DavidBartonGym Closes Clubs in New York, Boston, Chicago, Miami and Bellevue

DavidBartonGym, New York, closed its eight health clubs in New York, Boston, Chicago, Miami and Bellevue, Washington, on Wednesday due to "severe competitive pressures," according to an announcement on the company's website. The company's two clubs in Los Angeles, one club in Las Vegas and one club in Honolulu will remain open.

The closed clubs, which include its Limelight location in a former church, were owned by Club Ventures Investments LLC. The company leased all the buildings the clubs were located in. The clubs that remain open are owned by a separate legal entity, Meridian Sports Club LLC, according to the announcement.

Steve Lubarsky has been named the new president of Meridian Clubs LLC, a company spokesperson told Club Industry. He previously served as chief operating officer of Meridian Sports Clubs California. 

All staff members at the closed clubs will be paid up to the last day worked, which was Dec. 20, the company spokesperson said. However, Club Industry spoke with a DavidBartonGym general manager who had concerns about getting paid thousands of dollars in commission owed. Likewise, the same manager—who wished to remain anonymous—said dozens of clients have contacted the gym's training staff inquiring about lost dues.

“Nobody has any answers,” the manager told Club Industry. “ ‘What about my money?’ they ask. Well, what about my money? We were supposed to be paid Dec. 30, and I have children and am working 70 hours a week running a whole entire gym with my team, and just like that it’s all gone.”

In regard to the closings, the website announcement said: "The company deeply regrets this final action, but due to severe competitive pressures, particularly in New York, it has become impossible for these locations to continue. DavidBartonGym greatly appreciates the past patronage of its clients and support of its staff and training professionals."

Members of the closed clubs were notified through an email sent around 1 a.m. on Wednesday and a message on the door of each of the closed clubs.

The email said: "The difficult decision to close was necessitated by changing forces in the fitness industry, including the rise of boutique studios and tremendous competitive pricing pressures in these markets. The company could no longer sustain its operations given the current competitive environment.

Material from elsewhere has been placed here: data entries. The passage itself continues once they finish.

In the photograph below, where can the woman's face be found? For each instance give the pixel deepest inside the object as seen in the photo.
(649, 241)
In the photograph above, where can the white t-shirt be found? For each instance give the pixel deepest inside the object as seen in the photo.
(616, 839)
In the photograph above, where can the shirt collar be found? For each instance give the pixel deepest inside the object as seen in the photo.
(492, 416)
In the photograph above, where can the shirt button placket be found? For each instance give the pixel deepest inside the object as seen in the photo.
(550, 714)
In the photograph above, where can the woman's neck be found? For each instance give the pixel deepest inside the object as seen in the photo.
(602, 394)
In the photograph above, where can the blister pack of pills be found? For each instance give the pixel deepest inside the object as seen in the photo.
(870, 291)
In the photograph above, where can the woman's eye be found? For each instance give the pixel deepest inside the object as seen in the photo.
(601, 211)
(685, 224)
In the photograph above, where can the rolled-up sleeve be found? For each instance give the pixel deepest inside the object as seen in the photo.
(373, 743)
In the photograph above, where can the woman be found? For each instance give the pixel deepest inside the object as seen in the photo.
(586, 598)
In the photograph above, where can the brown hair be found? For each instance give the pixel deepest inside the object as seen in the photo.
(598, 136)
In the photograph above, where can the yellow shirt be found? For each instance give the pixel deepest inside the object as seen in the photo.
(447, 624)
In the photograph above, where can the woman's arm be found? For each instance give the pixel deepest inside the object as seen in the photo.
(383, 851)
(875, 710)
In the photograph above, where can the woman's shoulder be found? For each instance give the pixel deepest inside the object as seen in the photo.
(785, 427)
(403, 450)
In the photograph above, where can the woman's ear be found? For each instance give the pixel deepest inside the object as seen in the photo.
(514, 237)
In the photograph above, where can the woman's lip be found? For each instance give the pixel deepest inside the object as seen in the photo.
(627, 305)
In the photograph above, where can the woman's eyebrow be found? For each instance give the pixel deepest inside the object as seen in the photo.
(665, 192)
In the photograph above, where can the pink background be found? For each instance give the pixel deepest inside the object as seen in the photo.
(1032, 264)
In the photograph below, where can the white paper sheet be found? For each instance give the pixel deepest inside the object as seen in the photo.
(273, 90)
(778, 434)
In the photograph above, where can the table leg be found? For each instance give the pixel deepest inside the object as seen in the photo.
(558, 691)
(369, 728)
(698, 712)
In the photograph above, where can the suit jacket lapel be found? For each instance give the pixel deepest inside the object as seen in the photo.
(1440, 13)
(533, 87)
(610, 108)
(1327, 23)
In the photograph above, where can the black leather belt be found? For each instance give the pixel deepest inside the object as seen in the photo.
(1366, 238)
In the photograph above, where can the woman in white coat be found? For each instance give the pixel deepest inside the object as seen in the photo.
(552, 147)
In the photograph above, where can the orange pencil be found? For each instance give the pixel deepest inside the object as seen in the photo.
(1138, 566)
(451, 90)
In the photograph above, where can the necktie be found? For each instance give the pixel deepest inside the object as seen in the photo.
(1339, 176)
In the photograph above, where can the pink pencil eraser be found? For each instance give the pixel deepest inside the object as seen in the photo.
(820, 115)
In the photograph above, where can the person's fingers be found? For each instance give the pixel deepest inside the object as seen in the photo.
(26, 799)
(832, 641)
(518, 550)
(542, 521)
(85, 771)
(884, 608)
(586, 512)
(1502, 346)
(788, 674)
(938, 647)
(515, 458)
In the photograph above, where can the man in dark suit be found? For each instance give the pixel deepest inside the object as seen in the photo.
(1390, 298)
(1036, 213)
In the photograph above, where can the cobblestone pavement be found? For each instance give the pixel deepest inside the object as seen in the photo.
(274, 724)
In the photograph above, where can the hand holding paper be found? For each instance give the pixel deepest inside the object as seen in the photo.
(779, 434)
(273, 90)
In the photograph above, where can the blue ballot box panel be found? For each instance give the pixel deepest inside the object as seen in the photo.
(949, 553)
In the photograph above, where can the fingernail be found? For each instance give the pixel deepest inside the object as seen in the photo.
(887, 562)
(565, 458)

"We deeply regret any hardship or inconvenience this situation may cause you. There was simply no other answer but to close these facilities. You will have an opportunity at a future date and time to retrieve any personal items that may remain in your gym locker." 

The unnamed manager first suspected there was trouble last Thursday, when an internal company email requested that lockers be emptied. And on Tuesday of this week, after the manager had left the club for the day, locksmiths arrived unannounced and began changing the building's locks.

As of Wednesday afternoon, this manager is stilled locked out of the facility. There has been no indication of when staff or clients will be allowed back inside to retrieve personal items, the manager said.

"I think this was very sudden and outside the realm of anyone's control," the manager said. "Something must have happened [within the company] in just the last few weeks. I'm not angry with anyone I worked with, but it's an awful situation, and I feel for everyone affected.

"We had built an amazing community and were just crushing it," the manager said. "From my perspective, it felt like things were really taking off."

David Barton opened DavidBartonGym in 1992 with one location that offered a night club vibe, something he continued to offer with each additional club. In 2004, Barton and John Howard formed Club Ventures Investments LLC, a holding company to establish, operate and manage the DavidBartonGym clubs, according to a lawsuit filed in 2013 by Barton against Club Ventures. Praesidian Capital Investors LP invested in Club Ventures in 2004.

In 2011, Club Ventures filed for Chapter 11 bankruptcy to restructure the debt and leases of DavidBartonGyms. At that time, Crain's New York Business listed revenue for DavidBartonGym at $28.3 million and its debt at $65.5 million. As part of the restructuring, Club Ventures entered into a strategic alliance with Meridian Sports Club California, which also goes by Bodies in Motion. Praesidian Capital had ownership in Meridian at that time, having invested $10 million of senior secured debt in Meridian in 2009. Barton became president of the company, and Chuck Grieve became CEO.

In November 2012, Meridian Sports Clubs California LLC filed for Chapter 11 bankruptcy. At that time, three of the company's 10 clubs were DavidBartonGym clubs. According to the bankruptcy filings at that time, Meridian had revenue of $21.5 million in 2011. In June 2013, Meridian completed its reorganization and exited its bankruptcy. 

In January 2013, Howard Brodsky, who had been CEO of New York Health & Racquet Club, New York, was named CEO of DavidBartonGym. Barton left the company in September 2013.

In a 2004 interview with Club Industry, Barton talked about the cult following that he cultivated for his clubs.

He said: "What I set out to do initially in 1992 when there were a lot of chains and one-off bodybuilding chains was to update the business a little. We were still stuck in the 1980s and needed to move forward. I also wanted to start an alternative to the big chains. It has become sort of a counter-culture. We have become sort of an underground thing with a little bit of a subversive aspect to it right down to how I marketed it and whom I hired. There is a little bit of a cult following."